On 2010-03-05 18:04, Erik Holstad wrote:
> What are the benefits of using multiple ColumnFamilies compared to using
> a composite row name?

Just for terminology's sake, I'll note that rows have keys, not names.
Only columns and supercolumns have names.

I'm not the top expert here by any means, but I think the choice between
{CF-as-direction, key-as-person} and {key-as-person-and-direction} won't
affect performance substantially if the multiple CFs in the first option
are identically configured.
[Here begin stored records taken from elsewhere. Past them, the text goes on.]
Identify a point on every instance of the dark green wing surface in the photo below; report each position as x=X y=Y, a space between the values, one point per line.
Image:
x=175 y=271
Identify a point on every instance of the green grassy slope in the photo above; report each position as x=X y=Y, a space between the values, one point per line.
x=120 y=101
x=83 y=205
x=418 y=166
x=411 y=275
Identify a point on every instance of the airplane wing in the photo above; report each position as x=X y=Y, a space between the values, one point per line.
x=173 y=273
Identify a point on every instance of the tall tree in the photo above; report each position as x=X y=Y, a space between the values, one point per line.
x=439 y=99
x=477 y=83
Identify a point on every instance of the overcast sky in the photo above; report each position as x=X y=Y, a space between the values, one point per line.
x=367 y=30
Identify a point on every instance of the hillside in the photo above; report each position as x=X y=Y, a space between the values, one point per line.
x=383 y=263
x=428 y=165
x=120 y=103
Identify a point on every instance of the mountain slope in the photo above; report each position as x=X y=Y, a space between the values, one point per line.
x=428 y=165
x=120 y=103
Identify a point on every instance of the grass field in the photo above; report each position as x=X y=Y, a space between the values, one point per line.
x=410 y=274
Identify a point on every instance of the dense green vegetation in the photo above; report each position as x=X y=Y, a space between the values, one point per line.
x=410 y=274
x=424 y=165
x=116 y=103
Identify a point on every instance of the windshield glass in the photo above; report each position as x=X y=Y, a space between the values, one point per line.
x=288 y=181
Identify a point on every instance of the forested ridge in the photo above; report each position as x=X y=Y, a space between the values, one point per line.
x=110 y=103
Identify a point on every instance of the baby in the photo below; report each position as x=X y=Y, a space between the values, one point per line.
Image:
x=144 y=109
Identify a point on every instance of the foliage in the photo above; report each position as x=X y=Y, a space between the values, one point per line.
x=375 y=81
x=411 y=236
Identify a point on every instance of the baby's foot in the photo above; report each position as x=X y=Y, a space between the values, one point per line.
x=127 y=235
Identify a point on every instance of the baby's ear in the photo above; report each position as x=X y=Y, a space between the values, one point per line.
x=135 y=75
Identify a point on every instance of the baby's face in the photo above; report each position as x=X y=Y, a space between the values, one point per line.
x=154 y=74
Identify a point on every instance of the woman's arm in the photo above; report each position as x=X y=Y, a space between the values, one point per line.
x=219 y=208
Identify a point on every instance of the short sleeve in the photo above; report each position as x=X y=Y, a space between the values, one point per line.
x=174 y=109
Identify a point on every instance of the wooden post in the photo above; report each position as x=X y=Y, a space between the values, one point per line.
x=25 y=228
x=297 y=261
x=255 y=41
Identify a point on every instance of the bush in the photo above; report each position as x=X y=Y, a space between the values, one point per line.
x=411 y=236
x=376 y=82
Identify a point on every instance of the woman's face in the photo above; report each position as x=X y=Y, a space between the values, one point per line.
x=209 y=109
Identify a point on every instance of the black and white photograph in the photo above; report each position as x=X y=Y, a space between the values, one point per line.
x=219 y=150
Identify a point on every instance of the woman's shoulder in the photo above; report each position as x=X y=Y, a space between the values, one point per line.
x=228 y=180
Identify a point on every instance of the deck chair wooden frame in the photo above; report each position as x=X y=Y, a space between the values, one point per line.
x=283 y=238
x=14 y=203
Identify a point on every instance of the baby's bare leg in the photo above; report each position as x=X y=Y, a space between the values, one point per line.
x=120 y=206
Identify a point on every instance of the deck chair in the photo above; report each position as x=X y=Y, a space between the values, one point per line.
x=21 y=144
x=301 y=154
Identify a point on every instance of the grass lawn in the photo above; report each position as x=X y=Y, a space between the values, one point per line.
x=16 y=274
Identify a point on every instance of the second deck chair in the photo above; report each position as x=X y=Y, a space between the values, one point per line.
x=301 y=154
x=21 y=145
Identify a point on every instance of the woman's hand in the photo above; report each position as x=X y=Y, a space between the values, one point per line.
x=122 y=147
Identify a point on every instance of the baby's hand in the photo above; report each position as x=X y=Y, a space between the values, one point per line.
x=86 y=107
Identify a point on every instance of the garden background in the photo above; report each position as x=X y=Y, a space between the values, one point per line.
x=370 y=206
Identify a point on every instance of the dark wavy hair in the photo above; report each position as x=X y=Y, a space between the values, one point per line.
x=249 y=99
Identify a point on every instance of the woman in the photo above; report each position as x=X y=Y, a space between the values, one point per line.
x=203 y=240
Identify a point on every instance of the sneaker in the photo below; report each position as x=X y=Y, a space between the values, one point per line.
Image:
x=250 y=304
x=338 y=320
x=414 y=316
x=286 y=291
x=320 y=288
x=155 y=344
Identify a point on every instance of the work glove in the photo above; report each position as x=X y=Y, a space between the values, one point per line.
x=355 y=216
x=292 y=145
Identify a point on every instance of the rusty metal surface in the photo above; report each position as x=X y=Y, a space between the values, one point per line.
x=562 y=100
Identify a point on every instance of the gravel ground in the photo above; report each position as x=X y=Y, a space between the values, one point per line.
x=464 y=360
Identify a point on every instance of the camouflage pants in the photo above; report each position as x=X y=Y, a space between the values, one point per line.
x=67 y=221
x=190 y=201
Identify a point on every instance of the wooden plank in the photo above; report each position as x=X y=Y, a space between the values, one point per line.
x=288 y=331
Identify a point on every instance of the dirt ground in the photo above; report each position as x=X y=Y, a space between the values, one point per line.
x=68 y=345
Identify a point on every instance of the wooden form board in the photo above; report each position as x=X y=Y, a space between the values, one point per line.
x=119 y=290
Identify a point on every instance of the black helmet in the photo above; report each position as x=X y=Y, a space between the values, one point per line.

All messages with the same source or
destination still share the same row.

What *would* make a huge difference is composite row keys like
from_userA_userB and to_userB_userA where you'd have to pull key ranges
to get all the messages to or from someone. That design would trade
performance for inbox scalability, assuming users distribute their
messages to a wide breadth other users.

> Example: You have messages that you want to index on sent and to.
> 
> So you can either have
> ColumnFamilyFrom:userTo:{userFrom->messageid}
> ColumnFamilyTo:userFrom:{userTo->messageid}
> 
> or something like
> ColumnFamily:user_to:{user1_messageId, user2_messageId}
> ColumnFamily:user_from:{user1_messageId, user2_messageId}

You've changed two different things between the examples:

(1) Whether direction is distinguished by the key or by the CF.
(2) Something about the columns, but this isn't clear or necessary to
support the change in CF/key structure.

What is the second change, and why did you make it?